Regulators are Looking at Automotive Cybersecurity and Privacy
The good news is that vehicles’ place in the digital ecosystem is coming under increased scrutiny, and further consumer-friendly regulation is possible. That can be a game-changer. The two brands scoring highest in Mozilla’s research were Renault and its Dacia sub-brand, both of which are sold only in Europe and are therefore covered by the EU’s privacy law, the GDPR. The GDPR dictates transparency in showing how data is collected and used, and gives consumers the option of having their personal data purged on request.
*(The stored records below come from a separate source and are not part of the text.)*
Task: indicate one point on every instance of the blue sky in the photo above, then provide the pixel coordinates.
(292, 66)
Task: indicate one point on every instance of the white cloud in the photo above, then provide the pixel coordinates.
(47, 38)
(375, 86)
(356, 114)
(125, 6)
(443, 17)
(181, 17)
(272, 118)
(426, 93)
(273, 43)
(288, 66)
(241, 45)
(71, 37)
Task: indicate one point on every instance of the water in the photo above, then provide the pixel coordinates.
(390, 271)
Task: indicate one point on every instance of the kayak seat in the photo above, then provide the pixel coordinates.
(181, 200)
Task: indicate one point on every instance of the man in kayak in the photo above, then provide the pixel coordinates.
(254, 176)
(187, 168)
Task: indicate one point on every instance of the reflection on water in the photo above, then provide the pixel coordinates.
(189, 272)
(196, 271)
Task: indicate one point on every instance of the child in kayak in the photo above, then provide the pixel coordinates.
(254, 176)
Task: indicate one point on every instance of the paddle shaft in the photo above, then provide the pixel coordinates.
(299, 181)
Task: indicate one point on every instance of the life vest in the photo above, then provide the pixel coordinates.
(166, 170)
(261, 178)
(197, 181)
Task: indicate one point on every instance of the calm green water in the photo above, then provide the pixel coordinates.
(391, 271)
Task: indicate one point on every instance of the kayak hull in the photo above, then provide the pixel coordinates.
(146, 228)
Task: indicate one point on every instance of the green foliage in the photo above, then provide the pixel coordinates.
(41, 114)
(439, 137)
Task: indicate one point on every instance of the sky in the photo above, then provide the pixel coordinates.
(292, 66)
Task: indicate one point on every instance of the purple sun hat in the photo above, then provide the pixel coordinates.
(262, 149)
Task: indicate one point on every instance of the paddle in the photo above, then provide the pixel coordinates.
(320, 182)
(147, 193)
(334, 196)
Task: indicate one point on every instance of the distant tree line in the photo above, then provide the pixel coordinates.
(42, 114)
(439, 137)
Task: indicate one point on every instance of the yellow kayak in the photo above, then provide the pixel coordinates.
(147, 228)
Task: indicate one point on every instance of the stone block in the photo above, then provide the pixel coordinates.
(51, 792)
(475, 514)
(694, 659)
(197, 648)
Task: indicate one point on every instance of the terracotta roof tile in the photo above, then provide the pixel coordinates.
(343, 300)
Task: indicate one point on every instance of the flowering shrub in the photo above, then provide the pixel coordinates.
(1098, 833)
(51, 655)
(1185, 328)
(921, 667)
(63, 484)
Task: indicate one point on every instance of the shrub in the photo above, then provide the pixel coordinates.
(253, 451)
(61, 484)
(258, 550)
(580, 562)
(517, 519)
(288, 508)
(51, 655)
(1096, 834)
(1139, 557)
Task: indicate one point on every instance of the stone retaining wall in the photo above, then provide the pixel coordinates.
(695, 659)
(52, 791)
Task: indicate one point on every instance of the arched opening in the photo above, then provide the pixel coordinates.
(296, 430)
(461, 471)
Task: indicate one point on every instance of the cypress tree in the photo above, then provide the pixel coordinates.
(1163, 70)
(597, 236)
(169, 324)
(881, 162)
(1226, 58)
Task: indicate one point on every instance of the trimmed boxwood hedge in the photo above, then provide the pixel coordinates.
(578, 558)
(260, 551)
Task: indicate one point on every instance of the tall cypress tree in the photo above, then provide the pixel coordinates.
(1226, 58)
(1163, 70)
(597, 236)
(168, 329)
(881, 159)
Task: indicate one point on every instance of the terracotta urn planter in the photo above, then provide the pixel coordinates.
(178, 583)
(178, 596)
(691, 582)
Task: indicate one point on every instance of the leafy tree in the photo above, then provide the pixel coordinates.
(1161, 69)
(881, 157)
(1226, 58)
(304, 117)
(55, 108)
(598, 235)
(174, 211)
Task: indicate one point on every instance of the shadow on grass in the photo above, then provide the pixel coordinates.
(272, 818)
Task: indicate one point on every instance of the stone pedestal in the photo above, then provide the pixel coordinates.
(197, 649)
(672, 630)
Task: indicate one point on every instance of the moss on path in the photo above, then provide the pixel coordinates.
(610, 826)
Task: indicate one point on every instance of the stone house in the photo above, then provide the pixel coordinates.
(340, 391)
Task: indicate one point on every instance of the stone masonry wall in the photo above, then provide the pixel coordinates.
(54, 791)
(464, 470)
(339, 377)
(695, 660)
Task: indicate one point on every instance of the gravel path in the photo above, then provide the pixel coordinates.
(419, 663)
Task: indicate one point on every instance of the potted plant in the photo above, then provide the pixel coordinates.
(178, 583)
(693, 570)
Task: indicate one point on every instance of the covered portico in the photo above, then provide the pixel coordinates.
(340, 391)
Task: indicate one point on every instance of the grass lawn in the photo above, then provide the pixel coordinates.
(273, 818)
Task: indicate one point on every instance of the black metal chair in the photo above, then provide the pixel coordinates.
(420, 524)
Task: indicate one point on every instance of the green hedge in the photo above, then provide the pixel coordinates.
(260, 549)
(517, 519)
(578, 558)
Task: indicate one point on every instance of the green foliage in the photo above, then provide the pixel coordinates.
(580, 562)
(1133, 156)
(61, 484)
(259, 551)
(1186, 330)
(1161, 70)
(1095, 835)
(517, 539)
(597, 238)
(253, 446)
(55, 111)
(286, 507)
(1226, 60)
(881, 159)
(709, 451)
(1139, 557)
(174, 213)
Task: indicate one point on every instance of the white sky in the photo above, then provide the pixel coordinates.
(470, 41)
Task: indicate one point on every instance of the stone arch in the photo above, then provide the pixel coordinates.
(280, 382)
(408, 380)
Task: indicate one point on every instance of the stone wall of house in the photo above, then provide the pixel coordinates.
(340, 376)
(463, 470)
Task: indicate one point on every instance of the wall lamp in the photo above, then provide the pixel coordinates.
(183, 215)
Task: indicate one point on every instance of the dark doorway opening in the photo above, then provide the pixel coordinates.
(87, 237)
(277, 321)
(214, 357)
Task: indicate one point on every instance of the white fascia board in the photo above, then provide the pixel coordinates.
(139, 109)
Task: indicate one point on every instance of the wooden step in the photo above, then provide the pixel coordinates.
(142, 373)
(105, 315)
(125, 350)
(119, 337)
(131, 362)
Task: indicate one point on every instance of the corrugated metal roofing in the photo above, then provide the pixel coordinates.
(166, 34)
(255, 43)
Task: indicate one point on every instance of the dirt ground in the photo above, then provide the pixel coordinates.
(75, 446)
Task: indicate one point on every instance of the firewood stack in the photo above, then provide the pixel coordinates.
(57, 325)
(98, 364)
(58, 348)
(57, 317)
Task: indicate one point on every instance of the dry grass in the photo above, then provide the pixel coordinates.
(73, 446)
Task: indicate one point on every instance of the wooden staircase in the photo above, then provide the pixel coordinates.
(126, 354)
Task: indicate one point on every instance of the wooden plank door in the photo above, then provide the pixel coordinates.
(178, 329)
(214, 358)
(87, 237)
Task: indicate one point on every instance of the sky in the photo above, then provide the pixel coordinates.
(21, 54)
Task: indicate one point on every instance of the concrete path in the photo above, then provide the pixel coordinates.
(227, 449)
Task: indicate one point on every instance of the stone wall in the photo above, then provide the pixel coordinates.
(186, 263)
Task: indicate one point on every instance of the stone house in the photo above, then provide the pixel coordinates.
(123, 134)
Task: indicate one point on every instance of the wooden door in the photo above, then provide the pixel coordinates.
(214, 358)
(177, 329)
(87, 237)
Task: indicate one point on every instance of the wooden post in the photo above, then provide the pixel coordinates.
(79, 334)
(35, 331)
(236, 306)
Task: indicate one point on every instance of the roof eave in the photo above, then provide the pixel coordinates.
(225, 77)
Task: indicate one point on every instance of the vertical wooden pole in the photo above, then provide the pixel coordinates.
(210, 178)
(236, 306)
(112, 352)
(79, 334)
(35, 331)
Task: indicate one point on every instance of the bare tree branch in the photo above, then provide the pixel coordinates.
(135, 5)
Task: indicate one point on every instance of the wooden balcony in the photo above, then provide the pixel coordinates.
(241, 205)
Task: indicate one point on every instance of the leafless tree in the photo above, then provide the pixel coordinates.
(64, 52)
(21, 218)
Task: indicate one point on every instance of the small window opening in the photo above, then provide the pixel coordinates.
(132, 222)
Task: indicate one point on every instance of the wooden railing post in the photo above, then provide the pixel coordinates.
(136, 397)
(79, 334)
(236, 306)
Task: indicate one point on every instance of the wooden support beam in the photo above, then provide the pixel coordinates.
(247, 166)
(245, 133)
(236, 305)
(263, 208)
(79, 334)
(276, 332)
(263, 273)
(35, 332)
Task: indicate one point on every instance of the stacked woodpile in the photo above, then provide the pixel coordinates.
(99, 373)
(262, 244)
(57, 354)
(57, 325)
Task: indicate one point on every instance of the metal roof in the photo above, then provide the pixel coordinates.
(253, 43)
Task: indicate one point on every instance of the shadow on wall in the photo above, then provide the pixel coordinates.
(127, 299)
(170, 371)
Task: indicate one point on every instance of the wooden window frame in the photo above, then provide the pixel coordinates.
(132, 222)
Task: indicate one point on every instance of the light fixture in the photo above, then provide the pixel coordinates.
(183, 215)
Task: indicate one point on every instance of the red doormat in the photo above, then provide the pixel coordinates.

The GDPR has already established the principle that offering users a take-it-or-leave-it consent model — “let us do what we want or you can’t use our product” — is unacceptable in an app or a mobile device, so extending that same reasoning to cars would require a radical change to the manufacturers’ use of data. A second major piece of privacy regulation, California’s CCPA, could also potentially be used to rein in the carmakers’ business practices. California’s legislators are actively looking into that possibility, spurred by activist groups and consumer lawsuits.
At the federal level, the FTC and the National Institute of Standards and Technology received a mandate from the Biden administration to create a labeling program for connected “Internet of Things” (IoT) devices. When complete, the program will define a simple Energy Star-style label consumers can view to determine how secure a given device is, and how well it respects your privacy. Cars don’t currently come under its purview, but activist groups are trying to make that change happen.
Vehicle Cybersecurity: For Now, You’re Mostly on Your Own
These initiatives may eventually turn the tide in a more consumer-friendly direction, though you can expect it to take some time. In the interim, the steps we’ve suggested can at least help tighten up your personal security.
The most effective thing you can do to change the situation in the longer term is to contact your elected representatives, and regulatory bodies like the FTC, and push hard for change. Carmakers are unlikely to voluntarily change things without pressure from the courts or legislators, and they, in turn, won’t act without pressure from individual voters.
It’s exactly that kind of individual action that over time tamed the original Wild West, and over time it can do the same on this digital frontier.